The key word here is "stories". Without these stories and legends, the mountains mean less to us. A scientific person may look at a mountain with a scientific eye, and appreciate the geological processes that have formed it; but when he or she discovers that a man once spent 36 hours battling against gale and spindrift to win to the top of an unclimbed ridge, that appreciation is increased. Each story adds another layer. Discovering these nuggets over a period of many years, and adding to them yourself by your own experiences, is an exquisite pleasure.

The summit of Bidean nam Bian, April 2010, on my thirtieth ascent of the peak. The previous day I had climbed Ben Lui in similarly inspiring conditions. This was a moment of revelation, in which I realised my days living in this paradise were numbered--and therefore the value of each experience was magnified a hundredfold.
My writing is a celebration of these legends and whispers. The mountains are a mirror onto which we project our own hopes, fears, dreams, and longings. Before I moved to Glencoe in September 2008, there were no mountains that I knew well; I had climbed Bowfell a handful of times and Ben Nevis twice, but had yet to really build up an intimate relationship with any individual peak.

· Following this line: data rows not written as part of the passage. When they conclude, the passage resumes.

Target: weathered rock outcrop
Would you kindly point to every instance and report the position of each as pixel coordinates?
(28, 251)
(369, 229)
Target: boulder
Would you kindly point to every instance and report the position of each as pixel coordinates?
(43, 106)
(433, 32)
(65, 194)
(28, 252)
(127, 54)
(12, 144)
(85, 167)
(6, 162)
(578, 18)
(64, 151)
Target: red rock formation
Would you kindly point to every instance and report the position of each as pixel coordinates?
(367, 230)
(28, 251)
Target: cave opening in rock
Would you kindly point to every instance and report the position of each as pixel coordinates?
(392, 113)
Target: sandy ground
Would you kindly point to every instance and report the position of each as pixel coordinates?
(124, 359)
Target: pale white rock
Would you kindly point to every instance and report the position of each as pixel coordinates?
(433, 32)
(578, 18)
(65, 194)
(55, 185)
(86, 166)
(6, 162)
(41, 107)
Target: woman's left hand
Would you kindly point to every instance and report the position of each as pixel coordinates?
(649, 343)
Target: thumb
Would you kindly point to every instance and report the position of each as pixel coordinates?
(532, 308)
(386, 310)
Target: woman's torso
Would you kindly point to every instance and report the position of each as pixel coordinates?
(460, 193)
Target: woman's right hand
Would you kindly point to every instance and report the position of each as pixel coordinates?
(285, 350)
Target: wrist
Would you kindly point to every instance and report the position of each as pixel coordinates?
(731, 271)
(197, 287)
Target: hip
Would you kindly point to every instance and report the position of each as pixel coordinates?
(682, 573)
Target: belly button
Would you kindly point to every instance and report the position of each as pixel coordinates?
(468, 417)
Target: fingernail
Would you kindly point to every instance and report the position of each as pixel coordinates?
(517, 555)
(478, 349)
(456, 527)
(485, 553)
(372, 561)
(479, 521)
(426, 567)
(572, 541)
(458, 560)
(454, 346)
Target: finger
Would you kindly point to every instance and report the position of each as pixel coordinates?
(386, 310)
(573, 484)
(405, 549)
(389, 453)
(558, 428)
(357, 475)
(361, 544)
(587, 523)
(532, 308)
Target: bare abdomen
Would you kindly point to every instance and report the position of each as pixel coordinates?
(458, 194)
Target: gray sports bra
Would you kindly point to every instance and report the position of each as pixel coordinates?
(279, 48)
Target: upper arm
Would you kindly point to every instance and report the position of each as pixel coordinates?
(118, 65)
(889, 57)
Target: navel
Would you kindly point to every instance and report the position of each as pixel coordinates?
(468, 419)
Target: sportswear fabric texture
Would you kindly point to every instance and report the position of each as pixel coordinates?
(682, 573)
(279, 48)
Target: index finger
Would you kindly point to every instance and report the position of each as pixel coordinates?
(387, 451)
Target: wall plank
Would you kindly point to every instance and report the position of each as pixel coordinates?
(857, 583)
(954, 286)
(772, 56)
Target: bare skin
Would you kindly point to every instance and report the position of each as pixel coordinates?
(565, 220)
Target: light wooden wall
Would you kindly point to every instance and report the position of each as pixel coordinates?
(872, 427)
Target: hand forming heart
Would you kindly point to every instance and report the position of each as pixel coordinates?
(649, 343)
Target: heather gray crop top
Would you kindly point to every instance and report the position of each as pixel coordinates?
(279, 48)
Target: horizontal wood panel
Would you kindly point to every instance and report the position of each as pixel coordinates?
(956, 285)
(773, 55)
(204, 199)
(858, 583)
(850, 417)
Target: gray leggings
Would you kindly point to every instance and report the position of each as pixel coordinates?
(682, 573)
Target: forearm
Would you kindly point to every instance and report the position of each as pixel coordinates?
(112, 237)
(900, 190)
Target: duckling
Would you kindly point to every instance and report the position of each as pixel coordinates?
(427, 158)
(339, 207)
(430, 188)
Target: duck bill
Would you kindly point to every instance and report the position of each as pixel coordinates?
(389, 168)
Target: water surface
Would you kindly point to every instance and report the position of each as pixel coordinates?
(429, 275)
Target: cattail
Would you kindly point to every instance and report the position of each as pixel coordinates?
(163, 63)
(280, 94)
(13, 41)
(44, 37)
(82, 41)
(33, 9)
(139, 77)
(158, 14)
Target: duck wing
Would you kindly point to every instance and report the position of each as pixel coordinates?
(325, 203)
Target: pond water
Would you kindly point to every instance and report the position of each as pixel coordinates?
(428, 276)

My years living in Glencoe helped me build up that relationship. Such a connection with a landscape is immeasurably profound and I have come to appreciate it as one of the greatest gifts life can give. My interest in history helped me to discover the stories from ages past; my own experiences, uplifting triumphs and desperate epics alike, helped to bring these legends to life. In time the mountains developed such a strong personality that, long after I had moved away, my first glimpse of Bidean on a return visit moved me to tears.

Isi Oakley and James Roddie approaching the forbidding slot of No.2 Gully on the north face of Ben Nevis,
December 2010. Avalanche conditions forced a retreat for James and I on a different route further left; Isi and her companion won to the summit.

By itself, a mountain cannot induce such strong emotions. The human connection is what touches our soul. It's a strange thing that, over the years it has taken me to write and edit The Only Genuine Jones, this knowledge never made any conscious impression. That I have learned it from reading my own book one last time is, I think, proof enough that I have successfully woven many strands of my own life into my work. It continues to  provide meaning to me long after I have moved away from the settings that feature so prominently. This encourages me to think that it will mean something to other people too.

James Roddie, the "Glencoe Mountaineer", high on the north face of Ben Nevis. The solo climber plays a lonely and dangerous game, but one that yields the most valuable rewards: knowledge of ones limitations and abilities, and unshakeable self-belief.

At its heart, OGJ is a story about stories: inspiring tales of adventure, heroism, and struggle in a testing environment. Conflict is at the heart of every good novel and I think this is why tales of mountaineering continue to be popular, even for those who have never set foot upon a mountain. We can all appreciate the human context of this otherwise meaningless geography.

Reading the book again at this time of year, on the verge of another winter season with snow forecast in the near future, has inspired me. My ice axe sits in the corner of my room, dormant but resonant with a thousand memories, as much wrapped up in symbolism as the mountains it once helped me to scale. I hope I can find the opportunity to travel north again at least once this season and add to my store of memories and experiences. The stories will never come to an end for as long as mankind feels the urge to wander in the wild and explore his environment.